Appeal: Article December 17, 2008

‘I went through this . . . to heal’

Marian Evans was awarded $215,000 plus legal costs for a 1979 attack in which she was detained and assaulted by a Toronto police officer.
Woman vows to fight for ‘what is right’ after police appeal ruling in officer’s sex attack

Dec 17, 2008 04:30 AM
Betsy Powell
COURTS BUREAU

Marian Evans says she had expected to lose and wind up “financially devastated” when she sued Toronto police for an assault committed by a former officer almost 30 years ago.
But she says it was never about money.

“I went through this process to get the truth … to heal basically,” she said yesterday, sitting in a midtown coffee shop.

“It was so important for me to figure out for my own good. I couldn’t move forward.”

Following a civil trial, Ontario Superior Court Justice Sandra Chapnik last month awarded Evans $215,000 plus legal costs, and said the Toronto Police Services Board should pay because it was “vicariously responsible.” John David Sproule, a former constable, was also ordered to pay $25,000 in punitive damages.

The court-ordered award is believed to be one of the largest against Toronto police. Evans’ lawyer, Susan Vella, hailed the ruling as “very important for women.”

Last Friday, the board filed a notice of appeal. Despite the setback, and the prospect of having to borrow even more money to pay her legal bills, Evans, 54, says she will continue to “fight for what is right.” That means refusing to accept any offers to settle, just as she has done since launching her lawsuit in 2002.

“I’m actually a stronger person than they think,” she said.

Chapnik, whom Evans praised as “a picture of class,” wrote in her Nov. 12 judgment that Evans “was subject to an admittedly outrageous and despicable sexual assault.”

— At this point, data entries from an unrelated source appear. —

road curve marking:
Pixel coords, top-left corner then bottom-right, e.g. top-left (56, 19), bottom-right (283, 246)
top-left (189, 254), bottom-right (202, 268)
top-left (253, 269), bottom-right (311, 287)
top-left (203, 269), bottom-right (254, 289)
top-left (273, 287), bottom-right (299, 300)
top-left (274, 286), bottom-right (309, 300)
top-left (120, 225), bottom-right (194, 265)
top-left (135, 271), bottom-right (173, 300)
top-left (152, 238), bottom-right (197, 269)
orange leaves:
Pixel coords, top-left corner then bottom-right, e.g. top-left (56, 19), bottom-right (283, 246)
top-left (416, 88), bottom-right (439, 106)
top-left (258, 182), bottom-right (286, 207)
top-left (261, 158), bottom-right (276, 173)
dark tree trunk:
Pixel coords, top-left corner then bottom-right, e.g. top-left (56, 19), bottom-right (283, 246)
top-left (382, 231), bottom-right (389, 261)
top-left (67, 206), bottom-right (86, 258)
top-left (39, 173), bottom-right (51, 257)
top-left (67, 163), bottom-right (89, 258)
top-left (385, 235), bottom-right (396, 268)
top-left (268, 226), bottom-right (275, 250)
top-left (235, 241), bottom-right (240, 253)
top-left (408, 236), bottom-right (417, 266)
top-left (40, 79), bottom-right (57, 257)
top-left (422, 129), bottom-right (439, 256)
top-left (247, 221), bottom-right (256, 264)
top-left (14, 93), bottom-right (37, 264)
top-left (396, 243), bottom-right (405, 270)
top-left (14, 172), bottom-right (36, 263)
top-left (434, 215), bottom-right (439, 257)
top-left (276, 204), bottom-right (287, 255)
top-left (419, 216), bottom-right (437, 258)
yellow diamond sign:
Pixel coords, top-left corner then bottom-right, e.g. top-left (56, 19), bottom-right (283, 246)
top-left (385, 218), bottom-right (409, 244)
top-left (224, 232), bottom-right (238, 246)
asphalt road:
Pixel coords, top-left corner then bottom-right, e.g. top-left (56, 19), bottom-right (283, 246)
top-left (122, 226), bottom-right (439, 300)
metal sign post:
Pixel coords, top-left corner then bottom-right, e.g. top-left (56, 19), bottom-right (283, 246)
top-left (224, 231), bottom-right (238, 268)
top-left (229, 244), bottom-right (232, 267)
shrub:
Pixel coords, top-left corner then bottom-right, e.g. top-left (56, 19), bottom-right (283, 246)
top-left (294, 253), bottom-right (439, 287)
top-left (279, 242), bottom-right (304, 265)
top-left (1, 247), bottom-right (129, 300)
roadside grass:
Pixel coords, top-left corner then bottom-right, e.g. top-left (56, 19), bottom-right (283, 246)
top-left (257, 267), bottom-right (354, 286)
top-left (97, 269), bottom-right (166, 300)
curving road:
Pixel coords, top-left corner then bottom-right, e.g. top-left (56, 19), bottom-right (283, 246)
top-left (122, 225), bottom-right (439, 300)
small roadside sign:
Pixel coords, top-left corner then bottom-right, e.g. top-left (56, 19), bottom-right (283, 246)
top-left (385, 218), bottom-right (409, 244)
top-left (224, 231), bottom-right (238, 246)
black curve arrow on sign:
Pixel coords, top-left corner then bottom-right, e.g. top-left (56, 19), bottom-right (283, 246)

In the morning hours of Jan. 7, 1979, Sproule, who was in uniform, stopped Evans, then 24, as she was driving alone on Danforth Ave. He detained her, drove her to a secluded area and tried to grab her breast and kiss her. She complained and he was charged with indecent assault. After pleading guilty, he was fined $1,000 and quit the force.

The incident was a closed book, something never discussed in the Scarborough home where she lived with her parents.

“I was left to deal with it on my own terms so the only way I could deal with it was to let it go as much as I could and it festered over the years.”

She went from someone who had grown up in a happy and “normal but strict environment” to living a chaotic life that saw her, for a period, living in rooming houses.

After years of blaming herself for what she describes as often erratic and irrational behaviour, she started to see a psychiatrist in 2001. With the benefit of counselling, she began to realize the impact the assault had on her life and, in 2002, she began legal proceedings. She was well aware she was long outside the four-year limitation period under the Limitations Act.

“It was understood, but the fight was more important to me than being concerned about that.”

The board, in its notice of appeal, is asking the Ontario Court of Appeal to set aside the trial decision and dismiss the claim because it was initiated 23 years after the assault took place. The notice also states the judge “erred in the application of the law regarding vicarious liability as it related to the Toronto Police Services Board.”

A mediation session in 2003 was the first time she had seen Sproule since 1979. He lives in Northern Ontario and did not appear at the trial.

“I could not look at that man’s face,” she said, covering her own face with her hand. Nor was she able to speak when asked to state her name. “I didn’t want anything to do with this man. I didn’t want him to hear my voice … So I was quite pleased when he didn’t show up at trial.”

Evans is trying to “rebuild her life.” She works freelance in the book publishing industry and is writing her memoirs.

“It’s been a very, very long time for me and slowly coming together but it’s really hard,” she says tearily. She says she still gets frightened when she sees police cars.

Her 23-year-old son Adam has been the “angel” on her shoulder. She started to cry yesterday recalling how, after the judge’s ruling, he hugged her and told her he was proud of what she had done.

“I’m willing to go through this, I’m very willing to go through this,” she said.

“I can’t run – I have to face it. The only thing that matters to me is my son. As long as he’s all right I can get by, I’m happy.”